Squad culture is the antithesis of neoliberal individualism. Millennials are healing from decades of irony poisoning, rediscovering what it's like to have generative, exploratory relationships with one another.

Younger generations are already imbued with extremely powerful squad energy, equipped with formative experiences in Minecraft, DOTA 2, and Fortnite parties.

Distance is no longer a barrier with the closeness of network space—soon vital culture will be predominantly enacted by fictive kin. (network society)

While ancient squads were brought together by the struggle for survival, always-on group communication sets the scene for contemporary squad culture.

One necessary condition of the squad is this sense of persistence: co-presence and continuous availability to one another.

But the squad is more than a loose network of affiliations, it's a coherent body. A second prerequisite of squad formation is self-recognition. It's not you or me. It's Us. (self awareness)

For the squad to understand itself as a whole, it maintains boundaries circumscribing strong group norms. Fuck a Dunbar number—the ideal squad count is no more than 12. (creative network)

As SQUAD VIBES grow, so does the possibility of interdependence and resource sharing—social, emotional, financial.

Squad culture is downstream of squad space, and the digital places squads inhabit are only getting more advanced. The Discord can suddenly be on calls together. The Keybase can now use Git.

Squad space is where market-moving trades are planned, conspiracies are conceived, and memes are spawned

The squad doesn't need its own micro-currency (grunt fund, LETS): images, art, music, takes, shitposts, and, indeed, roasts are the native medium of exchange. Likewise squads have little use for internal financial incentives. Instead, playful exchanges produce trust, reciprocity, and VIBES—the ineffable group energy that squads value most.

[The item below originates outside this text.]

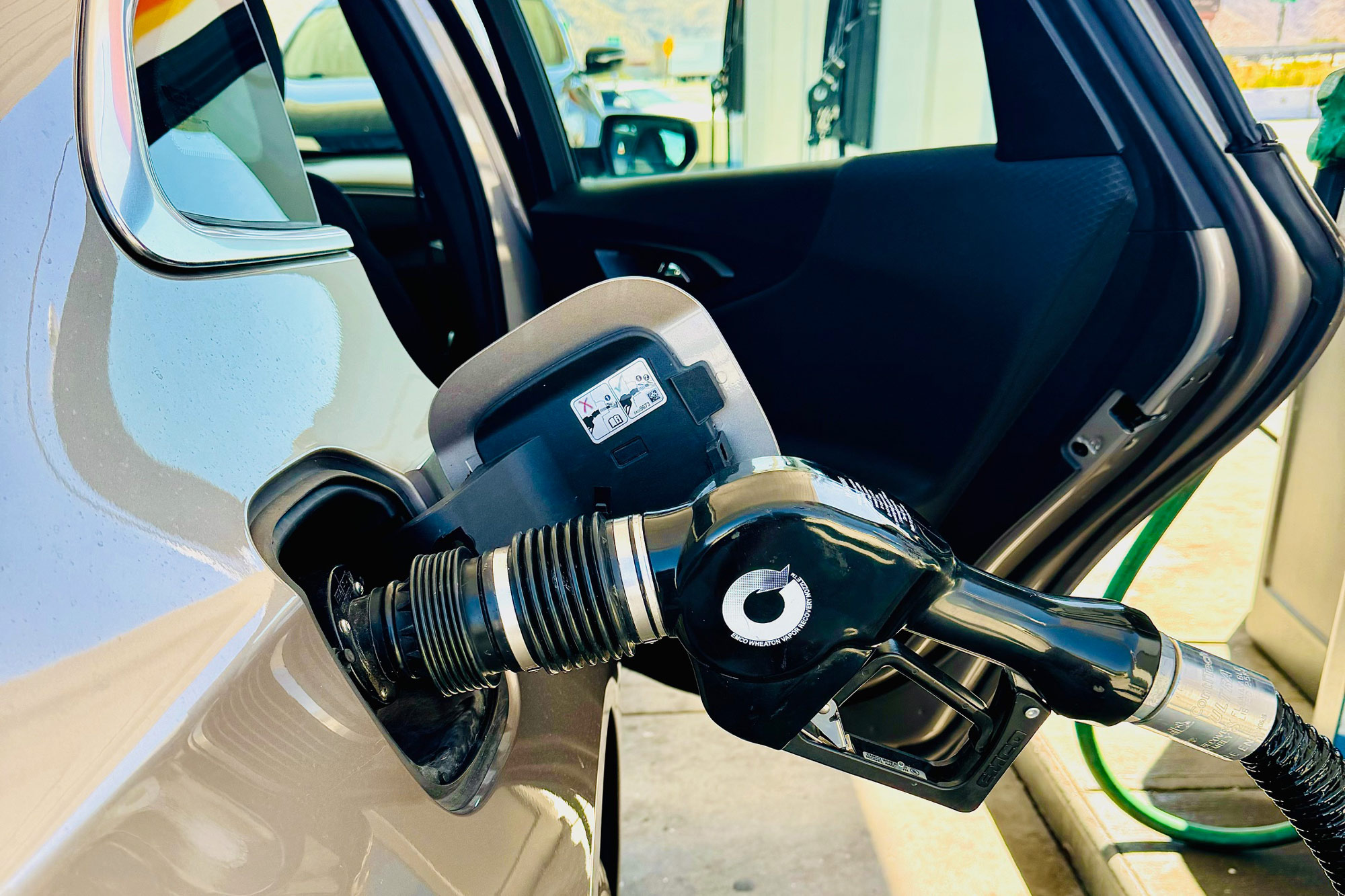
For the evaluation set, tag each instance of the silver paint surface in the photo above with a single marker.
(170, 717)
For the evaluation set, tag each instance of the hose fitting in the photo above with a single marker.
(1208, 702)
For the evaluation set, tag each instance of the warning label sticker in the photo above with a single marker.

Memeing produces "assets" that cannot be traditionally valued, but are capable of commanding cultural and economic movements.

Group identity. Shared space. Vibes. These not only enable the creation of social capital, but strengthen the squad's capacity to organize, minimizing transaction costs and leading to greater productive capacities and resilience; this is "the nature of the squad." But while squads can be viewed as a "nexus of contracts", unlike the Coasean firm, they are without legal structure.

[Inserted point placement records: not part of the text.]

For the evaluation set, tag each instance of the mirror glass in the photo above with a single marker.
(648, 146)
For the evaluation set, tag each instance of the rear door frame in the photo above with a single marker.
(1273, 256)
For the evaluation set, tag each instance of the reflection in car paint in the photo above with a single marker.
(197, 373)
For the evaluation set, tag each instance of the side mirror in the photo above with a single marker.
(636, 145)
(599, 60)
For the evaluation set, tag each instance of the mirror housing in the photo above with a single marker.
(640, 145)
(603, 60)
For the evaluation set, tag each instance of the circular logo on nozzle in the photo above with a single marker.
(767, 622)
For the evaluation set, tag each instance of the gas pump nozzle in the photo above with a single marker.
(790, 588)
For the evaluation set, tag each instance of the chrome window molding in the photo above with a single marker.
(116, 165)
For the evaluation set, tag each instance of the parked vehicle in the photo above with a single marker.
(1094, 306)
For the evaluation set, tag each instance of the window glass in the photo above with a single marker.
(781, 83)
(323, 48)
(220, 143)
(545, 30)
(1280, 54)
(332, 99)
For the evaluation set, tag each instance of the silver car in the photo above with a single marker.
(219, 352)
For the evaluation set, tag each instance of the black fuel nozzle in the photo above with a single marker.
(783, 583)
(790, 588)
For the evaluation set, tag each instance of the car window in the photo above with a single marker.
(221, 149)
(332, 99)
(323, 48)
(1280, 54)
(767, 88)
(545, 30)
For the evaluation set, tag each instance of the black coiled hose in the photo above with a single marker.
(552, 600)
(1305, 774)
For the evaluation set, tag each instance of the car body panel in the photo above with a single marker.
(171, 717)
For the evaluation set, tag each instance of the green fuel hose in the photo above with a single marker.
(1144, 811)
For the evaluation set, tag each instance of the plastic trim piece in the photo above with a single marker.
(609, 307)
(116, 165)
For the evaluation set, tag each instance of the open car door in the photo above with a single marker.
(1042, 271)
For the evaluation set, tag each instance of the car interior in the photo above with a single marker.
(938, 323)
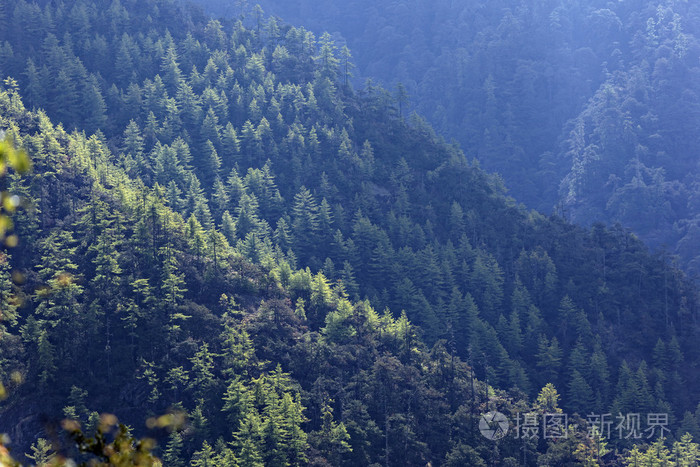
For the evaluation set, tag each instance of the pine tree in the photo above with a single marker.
(249, 441)
(228, 227)
(205, 457)
(580, 394)
(173, 451)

SQUAD PRODUCTION begins with the creation of processes and interfaces to convert creative labor into units that can be transmitted by global network participants

Some believe new software can liberate "individual creators." But this kind of thinking inevitably leads to Uberized platform-mediated wage labor. We want to liberate squads. The group is the basic user class for the tools we need today as a society

SQUAD WEALTH

Individuals may have limited access to compounding returns, but groups have greater flexibility to move along the risk-reward curve.

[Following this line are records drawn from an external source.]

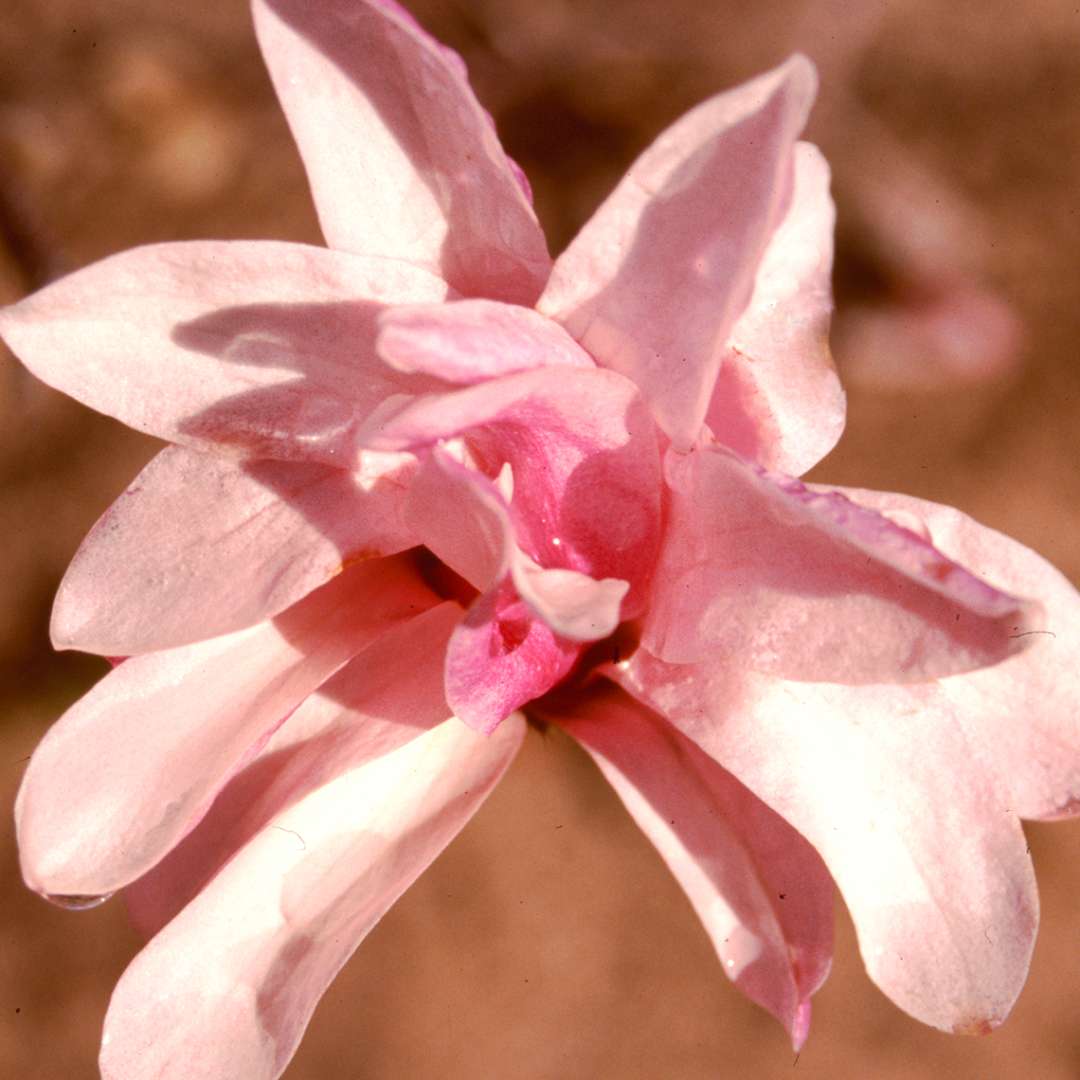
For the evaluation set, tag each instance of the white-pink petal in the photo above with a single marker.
(473, 340)
(253, 348)
(807, 584)
(758, 888)
(402, 159)
(201, 545)
(929, 855)
(136, 761)
(653, 283)
(778, 400)
(227, 988)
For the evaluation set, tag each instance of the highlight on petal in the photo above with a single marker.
(201, 545)
(929, 856)
(463, 520)
(202, 1001)
(809, 585)
(655, 282)
(1020, 716)
(778, 400)
(385, 697)
(761, 891)
(255, 348)
(402, 159)
(584, 459)
(473, 340)
(135, 763)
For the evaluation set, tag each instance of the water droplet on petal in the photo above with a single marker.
(77, 903)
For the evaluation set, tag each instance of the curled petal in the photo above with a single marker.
(929, 856)
(403, 161)
(336, 850)
(584, 460)
(810, 585)
(653, 283)
(135, 764)
(254, 348)
(201, 545)
(473, 340)
(760, 890)
(778, 400)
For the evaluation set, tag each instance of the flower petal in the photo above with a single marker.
(929, 858)
(760, 890)
(653, 283)
(1020, 716)
(133, 765)
(473, 340)
(778, 400)
(501, 657)
(256, 348)
(385, 697)
(584, 459)
(201, 1002)
(809, 585)
(403, 161)
(201, 545)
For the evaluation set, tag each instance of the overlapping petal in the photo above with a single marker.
(653, 283)
(201, 545)
(136, 761)
(584, 459)
(761, 570)
(343, 824)
(778, 400)
(760, 890)
(255, 348)
(929, 856)
(410, 166)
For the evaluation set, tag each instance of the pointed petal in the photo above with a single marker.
(778, 400)
(656, 280)
(584, 459)
(133, 765)
(256, 348)
(1020, 716)
(473, 340)
(227, 988)
(760, 890)
(929, 858)
(388, 694)
(500, 658)
(808, 584)
(403, 161)
(201, 545)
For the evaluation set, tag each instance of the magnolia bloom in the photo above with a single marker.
(426, 484)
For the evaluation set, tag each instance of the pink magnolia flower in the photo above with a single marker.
(426, 484)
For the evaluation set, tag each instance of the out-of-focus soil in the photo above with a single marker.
(549, 942)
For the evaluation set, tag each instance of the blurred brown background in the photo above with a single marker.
(549, 942)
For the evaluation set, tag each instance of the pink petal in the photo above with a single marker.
(463, 520)
(403, 161)
(227, 988)
(584, 460)
(474, 340)
(653, 283)
(760, 890)
(1020, 717)
(501, 657)
(929, 858)
(778, 400)
(257, 348)
(388, 694)
(201, 545)
(809, 585)
(133, 765)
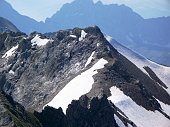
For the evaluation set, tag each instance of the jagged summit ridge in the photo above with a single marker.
(47, 70)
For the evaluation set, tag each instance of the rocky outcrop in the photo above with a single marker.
(6, 26)
(13, 114)
(34, 73)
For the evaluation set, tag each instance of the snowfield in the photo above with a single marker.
(139, 115)
(161, 71)
(77, 87)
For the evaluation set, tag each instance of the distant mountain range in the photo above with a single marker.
(6, 25)
(88, 79)
(149, 37)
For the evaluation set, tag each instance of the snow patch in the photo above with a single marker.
(89, 59)
(140, 61)
(139, 115)
(83, 35)
(119, 122)
(77, 87)
(77, 64)
(38, 41)
(10, 52)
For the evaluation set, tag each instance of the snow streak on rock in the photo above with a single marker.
(77, 87)
(10, 52)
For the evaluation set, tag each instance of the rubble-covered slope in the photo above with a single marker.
(55, 68)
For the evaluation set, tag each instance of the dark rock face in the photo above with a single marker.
(51, 117)
(13, 114)
(34, 74)
(98, 114)
(154, 76)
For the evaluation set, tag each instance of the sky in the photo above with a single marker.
(41, 9)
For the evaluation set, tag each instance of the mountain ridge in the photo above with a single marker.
(145, 36)
(57, 64)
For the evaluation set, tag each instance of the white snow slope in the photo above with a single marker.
(10, 52)
(77, 87)
(161, 71)
(139, 115)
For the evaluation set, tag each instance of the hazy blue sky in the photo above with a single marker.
(41, 9)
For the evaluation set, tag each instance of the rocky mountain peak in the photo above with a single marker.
(80, 71)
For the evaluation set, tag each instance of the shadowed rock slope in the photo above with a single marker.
(36, 68)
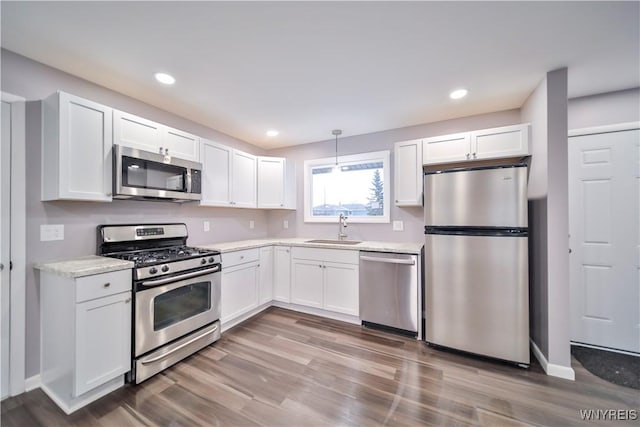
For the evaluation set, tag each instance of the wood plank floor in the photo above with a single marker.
(283, 368)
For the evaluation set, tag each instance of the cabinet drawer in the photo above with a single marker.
(230, 259)
(345, 256)
(101, 285)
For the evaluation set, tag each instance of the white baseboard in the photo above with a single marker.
(552, 369)
(32, 383)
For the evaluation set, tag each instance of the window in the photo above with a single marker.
(359, 188)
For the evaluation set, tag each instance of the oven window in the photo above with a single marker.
(179, 304)
(154, 175)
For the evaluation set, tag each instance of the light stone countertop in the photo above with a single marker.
(84, 266)
(395, 247)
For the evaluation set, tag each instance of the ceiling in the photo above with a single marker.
(305, 68)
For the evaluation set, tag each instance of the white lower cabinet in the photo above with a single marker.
(86, 336)
(240, 278)
(266, 275)
(326, 279)
(282, 273)
(341, 288)
(308, 280)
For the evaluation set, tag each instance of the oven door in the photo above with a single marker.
(167, 311)
(140, 174)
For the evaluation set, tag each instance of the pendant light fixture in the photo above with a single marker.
(336, 132)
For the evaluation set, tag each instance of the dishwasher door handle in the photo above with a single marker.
(388, 260)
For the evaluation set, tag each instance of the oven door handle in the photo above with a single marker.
(181, 346)
(165, 280)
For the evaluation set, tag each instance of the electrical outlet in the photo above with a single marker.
(49, 232)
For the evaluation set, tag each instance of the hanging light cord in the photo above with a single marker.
(336, 132)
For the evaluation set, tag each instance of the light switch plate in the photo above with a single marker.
(49, 232)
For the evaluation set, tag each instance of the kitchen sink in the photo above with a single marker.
(334, 242)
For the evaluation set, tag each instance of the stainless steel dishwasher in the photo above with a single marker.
(390, 291)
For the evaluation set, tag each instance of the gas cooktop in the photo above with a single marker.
(142, 258)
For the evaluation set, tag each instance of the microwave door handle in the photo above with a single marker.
(188, 180)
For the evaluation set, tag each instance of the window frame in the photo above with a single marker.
(383, 156)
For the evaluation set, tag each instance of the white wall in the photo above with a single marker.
(604, 109)
(34, 81)
(412, 216)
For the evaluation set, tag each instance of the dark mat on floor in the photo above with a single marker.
(616, 368)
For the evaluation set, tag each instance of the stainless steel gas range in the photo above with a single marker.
(176, 291)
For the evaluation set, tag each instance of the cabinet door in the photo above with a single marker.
(503, 142)
(446, 149)
(182, 144)
(408, 173)
(282, 274)
(266, 275)
(306, 286)
(341, 288)
(216, 174)
(271, 182)
(243, 181)
(85, 140)
(136, 132)
(103, 341)
(239, 292)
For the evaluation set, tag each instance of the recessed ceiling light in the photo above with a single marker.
(165, 78)
(458, 93)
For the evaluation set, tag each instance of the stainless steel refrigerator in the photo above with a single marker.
(476, 261)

By risking together, a scrappy group can gain access to multiplicative yields—the path to SQUAD WEALTH.

The point is clear: access to finance and the creation of capital assets is crucial. What squads need now is the technical infrastructure to capture and compound jointly produced value.

Though dollars keep squads afloat, dialing up the financial infrastructure too soon can kill the vibe. The squad economy primarily yields non-monetary forms of value.

Squads are woke to the empty neoliberal promises of gig-economy "employment" and para-social personal brands. Squads value self-determination, not through individualism, but through collective maintenance and care for one another.

But can squads scale? Squads are first and foremost cultures, not businesses.

Squads will be as important as companies in the years to come. And as the micro-structure of our social and economic fabric changes, strong vibes and sustainability will become the new metric of success. Squads don't need to scale. They can just spread the big squad energy.